Брат, грустно жить без надежды... Смотрю вперед, и будущее меня ужасает... Я ношусь в какой-то холодной, полярной атмосфере, куда не заползал луч солнечный... Я давно не испытывал взрывов вдохновенья... зато часто бываю и в таком состоянье, как, помнишь, Шильонский узник после смерти братьев в темнице... Не залетит ко мне райская птичка поэзии, не согреет охладелой души...

 

Brother, it is so sad to live without hope ! When I look forward I shudder at the future.
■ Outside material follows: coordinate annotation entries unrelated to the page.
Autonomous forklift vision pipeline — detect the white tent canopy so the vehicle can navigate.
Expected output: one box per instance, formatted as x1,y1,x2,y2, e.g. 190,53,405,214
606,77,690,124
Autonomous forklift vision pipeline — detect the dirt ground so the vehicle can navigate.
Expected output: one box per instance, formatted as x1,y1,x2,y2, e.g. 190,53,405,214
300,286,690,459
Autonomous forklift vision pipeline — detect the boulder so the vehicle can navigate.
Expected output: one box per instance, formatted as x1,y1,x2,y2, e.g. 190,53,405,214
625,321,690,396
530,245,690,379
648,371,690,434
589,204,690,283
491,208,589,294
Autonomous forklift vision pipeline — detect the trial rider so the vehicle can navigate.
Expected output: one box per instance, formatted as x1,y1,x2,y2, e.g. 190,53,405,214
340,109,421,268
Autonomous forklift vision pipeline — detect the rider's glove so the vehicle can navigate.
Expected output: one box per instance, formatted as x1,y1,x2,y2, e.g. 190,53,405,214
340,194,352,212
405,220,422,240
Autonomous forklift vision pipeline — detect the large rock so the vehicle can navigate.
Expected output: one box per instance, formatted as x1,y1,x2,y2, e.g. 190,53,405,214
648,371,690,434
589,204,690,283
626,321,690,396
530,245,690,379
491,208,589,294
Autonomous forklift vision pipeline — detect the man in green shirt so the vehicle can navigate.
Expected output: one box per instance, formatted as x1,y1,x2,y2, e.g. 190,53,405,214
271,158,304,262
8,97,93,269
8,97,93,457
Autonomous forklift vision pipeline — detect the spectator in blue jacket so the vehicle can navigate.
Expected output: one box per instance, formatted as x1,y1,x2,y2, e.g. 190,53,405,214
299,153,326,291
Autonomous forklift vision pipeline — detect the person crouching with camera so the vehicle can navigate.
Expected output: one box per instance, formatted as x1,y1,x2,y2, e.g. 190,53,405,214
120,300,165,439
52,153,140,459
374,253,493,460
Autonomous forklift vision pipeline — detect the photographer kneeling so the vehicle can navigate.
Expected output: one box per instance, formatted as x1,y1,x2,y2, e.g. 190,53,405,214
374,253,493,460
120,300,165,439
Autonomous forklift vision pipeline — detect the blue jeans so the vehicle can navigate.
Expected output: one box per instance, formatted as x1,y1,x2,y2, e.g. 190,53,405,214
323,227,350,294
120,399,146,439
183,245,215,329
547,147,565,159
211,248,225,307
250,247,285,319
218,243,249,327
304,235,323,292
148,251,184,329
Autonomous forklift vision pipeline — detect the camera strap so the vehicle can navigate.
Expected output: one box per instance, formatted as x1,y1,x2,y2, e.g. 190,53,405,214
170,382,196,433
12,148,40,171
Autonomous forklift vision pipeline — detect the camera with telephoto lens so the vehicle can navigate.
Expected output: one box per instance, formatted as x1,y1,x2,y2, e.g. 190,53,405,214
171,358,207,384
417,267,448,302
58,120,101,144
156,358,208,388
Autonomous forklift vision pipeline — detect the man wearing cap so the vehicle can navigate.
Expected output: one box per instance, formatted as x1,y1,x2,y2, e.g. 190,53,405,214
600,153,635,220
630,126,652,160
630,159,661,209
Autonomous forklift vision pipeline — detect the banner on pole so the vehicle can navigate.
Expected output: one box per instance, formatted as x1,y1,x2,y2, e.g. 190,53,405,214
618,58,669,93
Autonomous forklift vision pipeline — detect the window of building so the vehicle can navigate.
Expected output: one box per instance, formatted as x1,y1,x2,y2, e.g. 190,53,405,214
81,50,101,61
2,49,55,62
I move in a cold arctic atmosphere, wherein no sunlight ever pierces. For a long time I have not had a single outbreak of inspiration. . . . Hence I feel as the Prisoner of Chillon felt after his brother's death. The Paradise-bird of poetry will never, never visit me again never again warm my frozen soul.

 

October 31, 1838, is Dostoevski’s seventeenth birthday. Shade’s birthday, July 5, is also Kinbote’s and Gradus’s birthday (while Shade was born in 1898, Kinbote and Gradus were born in 1915). 1915 – 1898 = 17.

 

The poet Shade, his commentator Kinbote and his murderer Gradus seem to represent three different aspects of Botkin’s personality. An American scholar of Russian descent, Professor Vsevolod Botkin went mad and became Shade, Kinbote and Gradus after the tragic death of his daughter Nadezhda (Hazel Shade’s “real” name). Nadezhda means ‘hope.’ There is a hope that, when Kinbote completes his work on Shade’s poem and commits suicide (on Oct. 19, 1959, the anniversary of Pushkin's Lyceum), Botkin, like Count Vorontsov (a target of Pushkin’s epigrams, “half-milord, half-merchant, etc."), will be full again.